PyCon DE and PyData Berlin are an established beacon in the Python community's annual calendar. Developers, experts and enthusiasts from a wide range of backgrounds came together this year for the joint conference in Berlin for 3 days. A total of 1500 people attended the event and took part in lectures and workshops from no less than 7 mostly parallel tracks and exchanged knowledge.
We were there for you and would like to share our impressions of the conference: Today we look at innovations and trends in the field of machine learning and its areas of application. Impressions and highlights from a data engineering perspective will follow in a later article.

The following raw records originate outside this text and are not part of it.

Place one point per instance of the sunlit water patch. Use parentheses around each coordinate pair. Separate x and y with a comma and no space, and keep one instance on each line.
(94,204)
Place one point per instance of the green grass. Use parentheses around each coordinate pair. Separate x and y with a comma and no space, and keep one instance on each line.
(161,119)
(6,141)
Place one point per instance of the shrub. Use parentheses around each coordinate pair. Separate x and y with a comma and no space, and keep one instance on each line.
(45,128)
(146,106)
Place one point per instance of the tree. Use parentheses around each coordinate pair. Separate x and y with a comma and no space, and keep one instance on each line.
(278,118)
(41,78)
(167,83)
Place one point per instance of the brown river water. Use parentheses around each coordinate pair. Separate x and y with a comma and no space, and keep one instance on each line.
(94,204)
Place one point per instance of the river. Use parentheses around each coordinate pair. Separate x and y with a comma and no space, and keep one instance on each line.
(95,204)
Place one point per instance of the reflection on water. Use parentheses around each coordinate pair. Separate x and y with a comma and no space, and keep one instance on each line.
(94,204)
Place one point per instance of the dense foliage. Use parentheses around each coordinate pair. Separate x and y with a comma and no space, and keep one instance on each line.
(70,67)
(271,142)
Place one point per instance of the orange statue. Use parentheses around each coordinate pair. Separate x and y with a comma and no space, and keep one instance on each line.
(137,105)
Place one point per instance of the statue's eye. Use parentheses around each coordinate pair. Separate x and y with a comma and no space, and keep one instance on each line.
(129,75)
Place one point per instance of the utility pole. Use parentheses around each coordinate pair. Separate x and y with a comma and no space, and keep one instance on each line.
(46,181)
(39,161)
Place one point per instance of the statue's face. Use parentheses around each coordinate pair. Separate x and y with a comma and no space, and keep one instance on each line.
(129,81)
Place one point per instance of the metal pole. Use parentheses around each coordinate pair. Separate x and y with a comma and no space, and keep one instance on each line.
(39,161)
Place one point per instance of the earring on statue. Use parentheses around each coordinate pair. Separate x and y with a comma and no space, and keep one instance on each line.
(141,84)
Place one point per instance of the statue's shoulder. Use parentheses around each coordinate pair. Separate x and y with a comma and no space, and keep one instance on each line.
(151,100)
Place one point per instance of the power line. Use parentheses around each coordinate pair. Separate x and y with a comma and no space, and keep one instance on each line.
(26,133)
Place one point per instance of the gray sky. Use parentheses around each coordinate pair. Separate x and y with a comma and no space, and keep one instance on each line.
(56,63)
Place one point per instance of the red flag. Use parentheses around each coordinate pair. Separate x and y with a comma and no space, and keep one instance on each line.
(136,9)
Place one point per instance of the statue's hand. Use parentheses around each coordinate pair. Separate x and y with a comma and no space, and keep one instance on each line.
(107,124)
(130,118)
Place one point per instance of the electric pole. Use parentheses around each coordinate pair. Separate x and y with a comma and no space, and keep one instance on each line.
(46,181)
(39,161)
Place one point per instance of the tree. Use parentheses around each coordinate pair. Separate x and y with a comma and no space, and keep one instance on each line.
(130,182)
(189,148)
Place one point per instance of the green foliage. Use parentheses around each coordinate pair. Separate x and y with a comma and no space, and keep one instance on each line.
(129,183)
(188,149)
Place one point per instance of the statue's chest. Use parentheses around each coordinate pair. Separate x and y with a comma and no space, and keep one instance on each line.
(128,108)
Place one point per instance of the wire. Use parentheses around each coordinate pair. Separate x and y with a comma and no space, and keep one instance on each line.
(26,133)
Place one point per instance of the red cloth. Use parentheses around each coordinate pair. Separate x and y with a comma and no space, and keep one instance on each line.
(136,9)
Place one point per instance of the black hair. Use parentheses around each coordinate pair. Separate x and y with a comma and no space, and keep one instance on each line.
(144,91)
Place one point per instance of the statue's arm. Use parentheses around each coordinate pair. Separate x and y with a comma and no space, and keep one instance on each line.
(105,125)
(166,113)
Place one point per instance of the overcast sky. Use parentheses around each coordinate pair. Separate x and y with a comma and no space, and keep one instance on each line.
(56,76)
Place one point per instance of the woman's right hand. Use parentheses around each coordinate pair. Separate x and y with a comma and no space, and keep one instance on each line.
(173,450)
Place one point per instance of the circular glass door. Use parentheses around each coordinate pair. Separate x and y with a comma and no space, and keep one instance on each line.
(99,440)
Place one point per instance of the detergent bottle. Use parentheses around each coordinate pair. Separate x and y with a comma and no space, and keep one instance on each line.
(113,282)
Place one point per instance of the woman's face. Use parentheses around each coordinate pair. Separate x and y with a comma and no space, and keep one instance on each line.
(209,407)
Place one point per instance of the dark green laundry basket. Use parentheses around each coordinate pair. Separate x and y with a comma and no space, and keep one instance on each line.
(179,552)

The big buzzword of recent times is once again AI, artificial intelligence. The programme of the PyData Conference 2024 therefore also included many contributions on the implementation of "AI" using Python, on its application in various scenarios or on the technical optimization of so-called Generative AI (GenAI) and Large Language Models (LLM). From our perspective, Prof. Ricardo Baeza-Yates did make the most important contribution in his keynote speech: What questions to ask before jumping on the AI bandwagon. Legal, ecological and also engineering aspects should be taken into account when deciding whether the use of highly complex and extremely energy-intensive statistical models for a specific application makes sense at all.
In the wake of the AI hype, machine learning (ML) methods are getting better and better and are becoming increasingly accessible for use in everyday business. In a very entertaining presentation, John Sandall developed a lightweight tool for fully automated audio transcription and content summarization of voice recordings practically live on his own laptop. A great example of how state-of-the-art technologies can be used to optimize everyday working life without expensive cloud services that raise data protection concerns.
John Sandall demonstrates an open source audio transcription and summarization tool written in Python.
While he talks, the application actually transcribes and summarizes his words with little delay. (Source: PyConDE/PyData Berlin)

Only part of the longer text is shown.